A new report from Finadium evaluates the Expected Shortfall Method, a risk management methodology supported by the Basel Committee alongside VaR for the Fundamental Review of the Trading Book. This is a business report, not a mathematical analysis: we define the terms, look at the pros and cons of the models, and compare the well understood VaR tail risk analysis methodologies to the relatively newer Expected Shortfall Method. This report is written for non-quants who read risk reports, work with quantitative analysts, or explain risk reports to executives, regulators or clients.
Risk measurement feeds directly into the cost of balance sheet, making any change to calculation inputs part of a result that leads to winners and losers. In January 2016, the Basel Committee on Banking Supervision delivered a final rule on changing part of a bank’s market risk model calculations from Value-at-Risk (VaR) to the Expected Shortfall Method. This was a long-expected decision but not a perfect one; the methodologies for both VaR and Expected Shortfall have their supporters and detractors.

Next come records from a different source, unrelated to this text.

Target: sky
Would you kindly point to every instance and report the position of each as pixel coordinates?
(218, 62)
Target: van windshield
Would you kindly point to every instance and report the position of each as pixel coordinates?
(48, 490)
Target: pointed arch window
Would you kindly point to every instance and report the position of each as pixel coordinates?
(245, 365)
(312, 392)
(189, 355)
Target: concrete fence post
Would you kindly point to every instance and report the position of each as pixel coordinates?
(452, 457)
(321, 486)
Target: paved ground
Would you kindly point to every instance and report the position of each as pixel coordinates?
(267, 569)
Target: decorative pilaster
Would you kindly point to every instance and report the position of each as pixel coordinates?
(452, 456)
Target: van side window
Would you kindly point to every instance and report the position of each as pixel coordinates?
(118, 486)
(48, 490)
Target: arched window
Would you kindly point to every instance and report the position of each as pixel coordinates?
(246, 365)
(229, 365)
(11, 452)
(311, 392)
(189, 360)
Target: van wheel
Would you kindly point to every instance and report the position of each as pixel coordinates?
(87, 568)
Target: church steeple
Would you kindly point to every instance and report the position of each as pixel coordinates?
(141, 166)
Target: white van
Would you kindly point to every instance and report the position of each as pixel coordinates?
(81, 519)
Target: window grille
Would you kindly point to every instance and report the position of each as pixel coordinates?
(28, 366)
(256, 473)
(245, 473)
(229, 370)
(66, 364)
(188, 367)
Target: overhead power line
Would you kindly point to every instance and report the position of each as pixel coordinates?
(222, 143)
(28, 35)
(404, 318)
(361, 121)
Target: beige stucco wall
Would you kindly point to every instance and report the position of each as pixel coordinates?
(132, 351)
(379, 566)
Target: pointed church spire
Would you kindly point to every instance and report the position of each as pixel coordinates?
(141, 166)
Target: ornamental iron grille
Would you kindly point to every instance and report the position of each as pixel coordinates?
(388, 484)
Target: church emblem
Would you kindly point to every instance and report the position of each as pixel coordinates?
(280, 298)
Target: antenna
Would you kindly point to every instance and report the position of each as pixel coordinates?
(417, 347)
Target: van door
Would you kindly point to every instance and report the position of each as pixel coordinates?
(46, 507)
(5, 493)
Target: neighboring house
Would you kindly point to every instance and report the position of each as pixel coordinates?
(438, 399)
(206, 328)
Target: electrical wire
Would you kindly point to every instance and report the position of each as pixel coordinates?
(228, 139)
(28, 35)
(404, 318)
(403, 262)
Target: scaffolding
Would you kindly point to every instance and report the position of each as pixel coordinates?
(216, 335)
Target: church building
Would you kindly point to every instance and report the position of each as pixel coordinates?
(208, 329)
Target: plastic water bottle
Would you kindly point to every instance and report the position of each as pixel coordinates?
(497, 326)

As a general idea, Expected Shortfall is meant to capture more information about tail risk than VaR. At a 99% confidence internal, VaR was supposed to provide information about possible losses that would occur in almost every statistical case; it so happened that the events of 2008 were outside of the 99% confidence interval at major banks. Expected Shortfall on the other hand looks at the probability of losses and focuses more than VaR on the tail risk exposure. The idea is to focus on the most unlikely loss outcomes instead of the most likely profitable outcomes.
Regardless of which model readers consider “better,” the reality is that with this latest ruling, the Basel Committee has set in motion a chain of events that will redefine risk in explicit and implicit ways. As banks adjust their models, they will look closely at the inputs of the Expected Shortfall Method to measure their risks accordingly. Market practitioners should be aware of what these changes mean in practice.